The Liberals have moved to peg back Kevin Rudd's runaway lead over Tony Abbott as favoured prime minister, launching a new advertising blitz in print and television, beginning Sunday evening.

The ads highlight the Labor leader's role in a series of high-profile program and policy failures – from the carbon and mining taxes to wastage in the school halls program, and Labor's internal leadership tensions.

Liberal sources, who insist the move is not a panicked response to Mr Rudd's success in catapulting Labor back into contention, described the advertising buy as "substantial".

They said the prime-time offensive had been informed by focus group testing, which found voters were initially happy Mr Rudd had replaced Julia Gillard but that many harboured doubts about his capacity to deliver, and some regarded him as a "fake".

While the mini-campaign will consist of both positive and negative political messaging, insiders said the real "bite" of the campaign would come from reminding voters of Labor's record.

"You don't win elections just on positive advertising, it's a simple fact that tough negative advertising is more effective," one senior Liberal said.

It is understood the lion's share of the new advertising spend will go to television ads aimed at Mr Rudd's tendency to make big announcements as prime minister up to mid-2010 when his colleagues replaced him with Ms Gillard.

Fairfax Media understands the first anti-Rudd television ad features a picture of the Prime Minister's face with a positive expression, which then sours as the viewer is told of 46,000 irregular maritime arrivals under Labor, the fatal home insulation debacle, long-promised budget surpluses that became deficits, and an overall atmosphere of "chaos and dysfunction".

It concludes with the tagline: "Kevin Rudd is all talk – imagine three more years of Labor failure."

Signs of the opposition's market testing are already evident in comments of frontbenchers from Mr Abbott down.

The morning after Mr Rudd made a generally well-received economic speech to the National Press Club, shadow treasurer Joe Hockey depicted Mr Rudd as a fake, declaring that anyone who knew him personally was aware he was "full of it".
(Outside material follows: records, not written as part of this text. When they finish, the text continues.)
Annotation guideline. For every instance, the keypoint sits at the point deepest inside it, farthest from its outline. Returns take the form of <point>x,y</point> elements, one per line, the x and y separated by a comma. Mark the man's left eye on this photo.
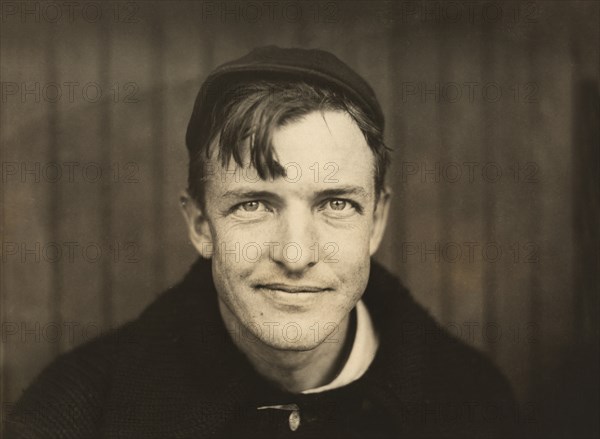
<point>338,207</point>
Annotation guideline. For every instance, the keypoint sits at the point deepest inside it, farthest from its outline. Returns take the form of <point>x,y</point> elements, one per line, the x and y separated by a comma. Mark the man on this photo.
<point>284,326</point>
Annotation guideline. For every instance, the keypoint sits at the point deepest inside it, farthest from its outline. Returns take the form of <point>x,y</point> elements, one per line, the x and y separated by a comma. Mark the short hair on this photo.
<point>247,114</point>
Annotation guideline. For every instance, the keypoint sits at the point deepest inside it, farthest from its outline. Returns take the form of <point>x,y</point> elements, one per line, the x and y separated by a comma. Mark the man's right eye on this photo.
<point>250,207</point>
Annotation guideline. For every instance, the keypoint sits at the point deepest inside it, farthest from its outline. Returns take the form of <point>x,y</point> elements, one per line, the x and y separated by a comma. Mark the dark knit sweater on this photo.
<point>175,373</point>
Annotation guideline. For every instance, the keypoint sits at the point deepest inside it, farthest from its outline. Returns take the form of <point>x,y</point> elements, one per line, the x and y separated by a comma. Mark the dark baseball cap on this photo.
<point>272,62</point>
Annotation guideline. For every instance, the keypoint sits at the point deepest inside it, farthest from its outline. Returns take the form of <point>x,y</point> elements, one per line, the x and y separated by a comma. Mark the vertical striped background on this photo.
<point>149,59</point>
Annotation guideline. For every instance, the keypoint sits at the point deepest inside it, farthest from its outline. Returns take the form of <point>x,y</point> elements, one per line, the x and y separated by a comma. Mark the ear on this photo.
<point>380,216</point>
<point>197,224</point>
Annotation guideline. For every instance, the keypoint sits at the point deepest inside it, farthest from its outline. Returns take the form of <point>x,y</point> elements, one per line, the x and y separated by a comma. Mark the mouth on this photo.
<point>295,289</point>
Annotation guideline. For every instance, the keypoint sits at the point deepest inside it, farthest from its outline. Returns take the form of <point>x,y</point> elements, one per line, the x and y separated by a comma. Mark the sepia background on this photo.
<point>492,113</point>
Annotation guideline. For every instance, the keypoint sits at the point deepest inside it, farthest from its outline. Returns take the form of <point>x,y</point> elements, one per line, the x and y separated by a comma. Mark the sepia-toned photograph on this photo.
<point>300,219</point>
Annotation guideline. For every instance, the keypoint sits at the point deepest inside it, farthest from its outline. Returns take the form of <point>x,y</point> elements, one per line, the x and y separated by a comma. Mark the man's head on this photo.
<point>286,195</point>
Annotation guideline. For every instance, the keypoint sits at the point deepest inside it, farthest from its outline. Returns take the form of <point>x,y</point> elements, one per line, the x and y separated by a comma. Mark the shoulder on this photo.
<point>65,400</point>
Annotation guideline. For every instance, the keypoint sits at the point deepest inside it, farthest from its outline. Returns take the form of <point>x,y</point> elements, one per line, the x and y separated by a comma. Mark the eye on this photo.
<point>340,208</point>
<point>250,209</point>
<point>250,206</point>
<point>338,204</point>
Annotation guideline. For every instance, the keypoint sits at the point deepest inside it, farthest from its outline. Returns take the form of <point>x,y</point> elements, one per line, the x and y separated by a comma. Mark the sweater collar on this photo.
<point>227,382</point>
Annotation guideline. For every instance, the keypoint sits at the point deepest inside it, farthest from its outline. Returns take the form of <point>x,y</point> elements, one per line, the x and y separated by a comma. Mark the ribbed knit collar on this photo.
<point>227,382</point>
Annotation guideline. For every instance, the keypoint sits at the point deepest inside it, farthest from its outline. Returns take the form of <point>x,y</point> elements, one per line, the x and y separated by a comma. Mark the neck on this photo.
<point>294,371</point>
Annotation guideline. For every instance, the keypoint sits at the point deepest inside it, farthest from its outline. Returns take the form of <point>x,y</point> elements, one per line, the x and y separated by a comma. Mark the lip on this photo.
<point>286,288</point>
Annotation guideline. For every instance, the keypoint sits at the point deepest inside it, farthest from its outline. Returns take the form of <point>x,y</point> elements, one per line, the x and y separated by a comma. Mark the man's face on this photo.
<point>291,255</point>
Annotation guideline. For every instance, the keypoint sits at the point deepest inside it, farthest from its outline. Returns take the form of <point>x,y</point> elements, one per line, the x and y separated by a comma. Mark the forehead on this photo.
<point>321,150</point>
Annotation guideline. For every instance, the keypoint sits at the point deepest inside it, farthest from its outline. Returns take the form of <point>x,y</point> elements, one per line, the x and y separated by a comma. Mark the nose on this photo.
<point>296,248</point>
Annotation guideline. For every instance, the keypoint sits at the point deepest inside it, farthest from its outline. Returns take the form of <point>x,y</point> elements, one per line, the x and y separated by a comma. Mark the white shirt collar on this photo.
<point>362,354</point>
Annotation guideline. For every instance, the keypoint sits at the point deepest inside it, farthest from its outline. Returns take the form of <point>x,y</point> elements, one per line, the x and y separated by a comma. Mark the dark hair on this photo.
<point>253,109</point>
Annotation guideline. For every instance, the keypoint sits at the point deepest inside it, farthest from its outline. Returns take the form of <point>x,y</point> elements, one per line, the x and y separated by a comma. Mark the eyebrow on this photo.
<point>326,193</point>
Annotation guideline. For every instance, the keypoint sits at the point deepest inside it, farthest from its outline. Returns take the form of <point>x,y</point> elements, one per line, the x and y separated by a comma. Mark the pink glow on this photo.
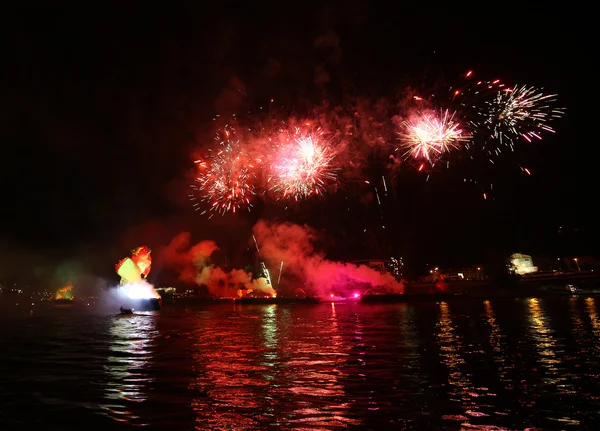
<point>192,263</point>
<point>293,244</point>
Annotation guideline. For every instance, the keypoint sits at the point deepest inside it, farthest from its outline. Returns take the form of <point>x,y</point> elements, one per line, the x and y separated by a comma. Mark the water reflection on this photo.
<point>340,366</point>
<point>496,342</point>
<point>544,342</point>
<point>131,348</point>
<point>590,305</point>
<point>228,374</point>
<point>314,376</point>
<point>462,391</point>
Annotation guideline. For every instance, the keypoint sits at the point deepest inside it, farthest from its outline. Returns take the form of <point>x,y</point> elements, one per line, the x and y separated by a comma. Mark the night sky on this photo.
<point>102,111</point>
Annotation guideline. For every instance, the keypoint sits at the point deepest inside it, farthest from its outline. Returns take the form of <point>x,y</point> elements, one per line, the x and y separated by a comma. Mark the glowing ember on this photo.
<point>225,177</point>
<point>65,292</point>
<point>520,111</point>
<point>428,136</point>
<point>142,258</point>
<point>303,166</point>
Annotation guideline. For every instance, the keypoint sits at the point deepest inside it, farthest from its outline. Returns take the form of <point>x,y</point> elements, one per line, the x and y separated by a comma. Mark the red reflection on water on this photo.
<point>266,370</point>
<point>132,339</point>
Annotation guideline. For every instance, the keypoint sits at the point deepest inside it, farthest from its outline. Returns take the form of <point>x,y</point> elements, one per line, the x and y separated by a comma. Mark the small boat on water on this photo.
<point>145,304</point>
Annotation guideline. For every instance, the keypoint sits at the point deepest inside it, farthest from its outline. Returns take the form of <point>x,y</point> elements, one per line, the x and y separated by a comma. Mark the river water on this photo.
<point>466,364</point>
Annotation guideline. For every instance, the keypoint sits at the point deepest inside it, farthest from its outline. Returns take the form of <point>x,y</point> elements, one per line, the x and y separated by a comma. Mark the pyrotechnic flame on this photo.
<point>65,292</point>
<point>225,177</point>
<point>303,165</point>
<point>428,136</point>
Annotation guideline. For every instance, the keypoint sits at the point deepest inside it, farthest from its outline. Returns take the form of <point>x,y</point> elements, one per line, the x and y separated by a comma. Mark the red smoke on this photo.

Previous attack ads featuring Mr Rudd's former colleagues complaining about his management style were criticised by some advertising experts as "amateurish and juvenile" and do not appear to have dented Mr Rudd's popularity. The most recent national polls suggest he enjoys a substantial and growing lead over Mr Abbott as preferred prime minister – a factor which has many Liberals worried, while others say it will evaporate once the election campaign begins.